Christophe Hondelatte, journaliste à RTL (le 13 heures) et à France 2,
( » Les documents du dimanche « ) est passé par l’aumônerie.

Témoignage.

On me demande souvent : quelle grande école de journalisme as-tu fait ? Le CFJ ? L’ESJ ? Le CUEJ ? Et invariablement, je réponds : ARDITEYA. C’était une petite maison aux volets verts opportunément installée à deux pas du collège et du lycée de Bayonne. En basque ça voulait dire  » la Bergerie « . C’était l’aumônerie.

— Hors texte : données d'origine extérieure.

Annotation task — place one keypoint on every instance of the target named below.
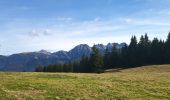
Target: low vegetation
(148, 82)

A l’époque elle accueillait chaque semaine plusieurs centaines de collégiens et lycéens : un groupe d’aumônerie par classe ( !), quinze jeunes par groupe au moins ( ! !)… de la 6e… à la terminale ( ! ! ! ) Euh… je vous parle d’un temps que les moins de vingt ans ne peuvent pas connaître. Je suis entré dans cette maison en 6e. Et l’ai quittée quinze ans plus tard… ayant un peu dépassé la date de consommation ! Ce fût l’une des expériences les plus marquantes de ma vie…

A quatorze ans, j’animais mes premières réunions : ordre du jour, temps de parole, petites  » astuces  » pour relancer les débats ! C’est là que j’ai appris à parler en public, que j’ai tenu mon premier micro (la vérité c’est que c’était une carotte accrochée à une ficelle… mais peu importe !). C’est surtout là que j’ai pris goût au bouillonnement des idées et aux doux plaisirs de la contradiction. C’est enfin là que j’ai appris à lever la voix… et à me taire pour laisser parler les autres…

A  » Ardit’ « , j’ai écrit mes premiers articles, appris la technique de l’affiche et des titres qui accrochent !  » Garder le melon et ne pas perdre le nord « . C’était notre devise. Elle valait de l’or, et nous l’avions trouvée sans publicitaire ! Nos tracts pour les réunions, les camps et les week-end étaient illustrés de dessins de Plantu… Vingt ans plus tard, Plantu est toujours là, sur le coin de mon bureau.

Ayant enseigné depuis dans les plus grandes écoles de journalisme… je peux témoigner qu’Ardit était de loin, la meilleure école ! Et aucun de mes rédacteurs en chef ne m’a plus appris que Peyo, qui fut, pendant toutes ces années, l’animateur de mon aumônerie.